Adam is stunned. “So he’s . . . dead?”

“I don’t know,” I finally admit, ashamed. I drop my eyes, study the grooves in the steering wheel. “I don’t know for sure.” I took too long to pull the trigger. It was stiffer than I expected it to be. Harder to hold the gun between my hands than I’d imagined. Warner was already dropping me when the bullet flew into his body. I was aiming for his heart.

I hope to God I didn’t miss.

We’re both too quiet.

“Adam?”

“Yeah?”

“I don’t know how to drive.”

Chapter Forty-One

“You’re lucky this isn’t a stick shift.” He tries to laugh.

“Stick shift?”

“Manual transmission.”

“What’s that?”

“A little more complicated.”

I bite my lip. “Do you remember where we left James and Kenji?” I don’t even want to consider the possibility that they’ve moved. Been discovered. Anything. I can’t fathom the idea.

“Yes.” I know he’s thinking exactly what I’m thinking.

“How do I get there?”

Adam tells me the right pedal is for gas. The left is to brake. I have to shift into D for drive. I use the steering wheel to turn. There are mirrors to help see behind me. I can’t turn on my headlights and will have to rely on the moon to light my way.

I turn on the ignition, press the brake, shift into drive. Adam’s voice is the only navigation system I need. I release the brake. Press the gas. Nearly crash into a wall.

This is how we finally get back to the abandoned building.

Gas. Brake. Gas. Brake. Too much gas. Too much brake. Adam doesn’t complain and it’s almost worse. I can only imagine what my driving is doing for his injuries. I’m grateful that at least we’re not dead, not yet.

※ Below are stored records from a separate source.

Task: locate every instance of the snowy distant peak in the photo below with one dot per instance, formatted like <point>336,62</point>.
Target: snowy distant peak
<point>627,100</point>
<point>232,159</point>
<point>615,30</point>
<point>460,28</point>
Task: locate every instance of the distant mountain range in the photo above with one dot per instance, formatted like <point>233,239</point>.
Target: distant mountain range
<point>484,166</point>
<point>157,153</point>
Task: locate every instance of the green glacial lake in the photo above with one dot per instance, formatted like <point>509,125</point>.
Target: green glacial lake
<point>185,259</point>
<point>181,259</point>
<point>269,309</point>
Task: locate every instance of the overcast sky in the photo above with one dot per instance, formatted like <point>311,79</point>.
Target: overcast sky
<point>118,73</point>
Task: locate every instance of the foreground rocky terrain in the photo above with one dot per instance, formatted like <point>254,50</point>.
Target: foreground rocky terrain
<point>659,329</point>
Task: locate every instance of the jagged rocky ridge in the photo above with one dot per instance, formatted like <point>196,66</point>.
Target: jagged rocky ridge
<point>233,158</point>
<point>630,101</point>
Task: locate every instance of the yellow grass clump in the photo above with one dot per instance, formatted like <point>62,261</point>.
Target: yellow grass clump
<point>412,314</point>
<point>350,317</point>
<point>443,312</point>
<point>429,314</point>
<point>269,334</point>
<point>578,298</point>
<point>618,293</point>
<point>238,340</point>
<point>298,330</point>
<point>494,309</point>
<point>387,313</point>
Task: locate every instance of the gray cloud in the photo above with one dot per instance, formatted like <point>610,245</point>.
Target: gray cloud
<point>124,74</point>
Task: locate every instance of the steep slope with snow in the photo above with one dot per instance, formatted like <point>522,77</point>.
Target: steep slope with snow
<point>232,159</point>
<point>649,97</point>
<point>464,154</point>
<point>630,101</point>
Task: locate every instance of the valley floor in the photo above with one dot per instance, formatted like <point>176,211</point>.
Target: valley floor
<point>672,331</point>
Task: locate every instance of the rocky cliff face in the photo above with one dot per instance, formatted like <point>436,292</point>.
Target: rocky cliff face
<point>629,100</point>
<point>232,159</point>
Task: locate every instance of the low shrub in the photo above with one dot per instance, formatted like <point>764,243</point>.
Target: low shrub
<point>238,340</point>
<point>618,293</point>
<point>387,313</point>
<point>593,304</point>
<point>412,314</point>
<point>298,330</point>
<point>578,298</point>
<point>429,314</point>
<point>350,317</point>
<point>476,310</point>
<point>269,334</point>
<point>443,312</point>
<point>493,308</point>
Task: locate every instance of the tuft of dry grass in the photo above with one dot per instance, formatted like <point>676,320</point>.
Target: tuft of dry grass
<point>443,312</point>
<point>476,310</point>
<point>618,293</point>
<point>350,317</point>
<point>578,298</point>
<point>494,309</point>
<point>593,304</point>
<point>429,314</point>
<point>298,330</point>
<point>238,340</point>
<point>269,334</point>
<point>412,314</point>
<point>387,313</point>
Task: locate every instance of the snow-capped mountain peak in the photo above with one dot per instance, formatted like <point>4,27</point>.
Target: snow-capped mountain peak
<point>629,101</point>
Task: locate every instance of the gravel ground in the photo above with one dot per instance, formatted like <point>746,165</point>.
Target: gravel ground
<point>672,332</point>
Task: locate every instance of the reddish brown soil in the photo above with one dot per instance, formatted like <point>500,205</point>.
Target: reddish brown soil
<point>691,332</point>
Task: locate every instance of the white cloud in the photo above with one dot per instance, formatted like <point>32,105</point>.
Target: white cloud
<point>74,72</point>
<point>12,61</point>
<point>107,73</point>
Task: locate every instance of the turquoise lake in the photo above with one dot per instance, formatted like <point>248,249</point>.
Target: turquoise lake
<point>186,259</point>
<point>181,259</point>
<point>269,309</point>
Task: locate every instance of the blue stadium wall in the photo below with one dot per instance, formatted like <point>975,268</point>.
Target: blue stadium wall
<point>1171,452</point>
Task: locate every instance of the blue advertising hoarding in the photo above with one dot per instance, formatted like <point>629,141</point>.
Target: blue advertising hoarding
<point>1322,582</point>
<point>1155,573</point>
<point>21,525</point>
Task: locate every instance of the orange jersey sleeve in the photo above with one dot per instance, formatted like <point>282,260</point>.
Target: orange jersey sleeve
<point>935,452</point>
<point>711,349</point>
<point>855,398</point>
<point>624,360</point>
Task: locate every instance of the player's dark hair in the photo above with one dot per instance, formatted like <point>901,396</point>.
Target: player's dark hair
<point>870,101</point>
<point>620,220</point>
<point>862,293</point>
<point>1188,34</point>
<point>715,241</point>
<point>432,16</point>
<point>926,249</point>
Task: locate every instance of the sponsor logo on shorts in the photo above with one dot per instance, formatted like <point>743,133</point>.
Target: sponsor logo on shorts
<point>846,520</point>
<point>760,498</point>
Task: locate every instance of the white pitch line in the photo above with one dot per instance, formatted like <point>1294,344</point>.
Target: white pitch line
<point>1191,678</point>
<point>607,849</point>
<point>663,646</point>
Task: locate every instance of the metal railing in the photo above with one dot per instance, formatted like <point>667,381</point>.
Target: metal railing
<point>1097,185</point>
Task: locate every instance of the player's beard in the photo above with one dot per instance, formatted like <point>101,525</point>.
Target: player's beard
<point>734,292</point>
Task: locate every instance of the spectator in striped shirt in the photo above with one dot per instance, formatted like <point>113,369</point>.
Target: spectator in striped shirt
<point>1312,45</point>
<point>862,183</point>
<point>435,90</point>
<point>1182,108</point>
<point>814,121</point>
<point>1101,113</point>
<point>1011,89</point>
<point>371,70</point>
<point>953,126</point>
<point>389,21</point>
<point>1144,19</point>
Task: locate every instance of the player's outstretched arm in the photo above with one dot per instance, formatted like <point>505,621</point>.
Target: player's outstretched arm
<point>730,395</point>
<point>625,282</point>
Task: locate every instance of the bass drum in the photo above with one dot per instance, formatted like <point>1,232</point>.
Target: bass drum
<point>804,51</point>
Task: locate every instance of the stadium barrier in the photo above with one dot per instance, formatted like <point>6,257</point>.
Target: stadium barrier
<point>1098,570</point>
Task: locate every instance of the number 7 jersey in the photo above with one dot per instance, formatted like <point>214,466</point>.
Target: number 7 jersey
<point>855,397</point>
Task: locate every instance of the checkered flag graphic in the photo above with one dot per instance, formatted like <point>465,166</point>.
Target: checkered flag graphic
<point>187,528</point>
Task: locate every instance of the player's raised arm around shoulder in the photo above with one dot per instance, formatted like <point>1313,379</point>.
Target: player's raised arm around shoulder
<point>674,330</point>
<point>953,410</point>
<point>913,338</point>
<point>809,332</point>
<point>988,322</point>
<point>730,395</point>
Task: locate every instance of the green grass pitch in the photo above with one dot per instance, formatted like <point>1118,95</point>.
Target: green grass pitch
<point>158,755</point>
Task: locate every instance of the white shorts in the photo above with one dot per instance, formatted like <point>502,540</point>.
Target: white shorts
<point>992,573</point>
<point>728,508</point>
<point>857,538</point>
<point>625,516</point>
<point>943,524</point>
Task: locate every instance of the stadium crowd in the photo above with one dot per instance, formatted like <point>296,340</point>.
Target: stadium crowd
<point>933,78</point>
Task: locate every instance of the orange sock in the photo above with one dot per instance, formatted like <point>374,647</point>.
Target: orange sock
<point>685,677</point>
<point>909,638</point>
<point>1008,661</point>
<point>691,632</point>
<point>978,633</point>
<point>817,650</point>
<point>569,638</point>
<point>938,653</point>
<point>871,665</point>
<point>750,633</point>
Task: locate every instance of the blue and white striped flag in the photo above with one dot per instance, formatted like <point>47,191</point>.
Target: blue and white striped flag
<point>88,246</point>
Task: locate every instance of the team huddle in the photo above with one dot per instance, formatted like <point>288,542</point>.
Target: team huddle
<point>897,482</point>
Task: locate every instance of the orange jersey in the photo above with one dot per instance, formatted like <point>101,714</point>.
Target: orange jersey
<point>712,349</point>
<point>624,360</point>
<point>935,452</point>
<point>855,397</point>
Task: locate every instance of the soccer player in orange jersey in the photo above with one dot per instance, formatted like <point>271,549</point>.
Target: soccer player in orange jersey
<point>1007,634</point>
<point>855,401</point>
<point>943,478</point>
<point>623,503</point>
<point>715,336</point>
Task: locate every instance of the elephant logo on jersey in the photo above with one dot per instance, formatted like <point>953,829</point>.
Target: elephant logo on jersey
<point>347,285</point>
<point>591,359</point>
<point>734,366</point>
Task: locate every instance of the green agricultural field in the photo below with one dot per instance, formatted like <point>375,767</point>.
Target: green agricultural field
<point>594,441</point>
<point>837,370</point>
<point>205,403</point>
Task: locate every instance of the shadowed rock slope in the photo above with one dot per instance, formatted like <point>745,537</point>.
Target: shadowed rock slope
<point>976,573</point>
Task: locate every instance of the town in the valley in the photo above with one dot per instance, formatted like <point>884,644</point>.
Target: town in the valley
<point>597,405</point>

I don’t know why no one has spotted us. I wonder if maybe Warner really is dead. I wonder if everything is in chaos. I wonder if that’s why there are no soldiers in this city. They’ve all disappeared.

I think.

I almost forget to put the car in park when we reach the vaguely familiar broken building. Adam has to reach over and do it for me. I help him transition into the backseat, and he asks me why.

“Because I’m making Kenji drive, and I don’t want your brother to have to see you like this. It’s dark enough that he won’t see your body. I don’t think he should have to see you hurt.”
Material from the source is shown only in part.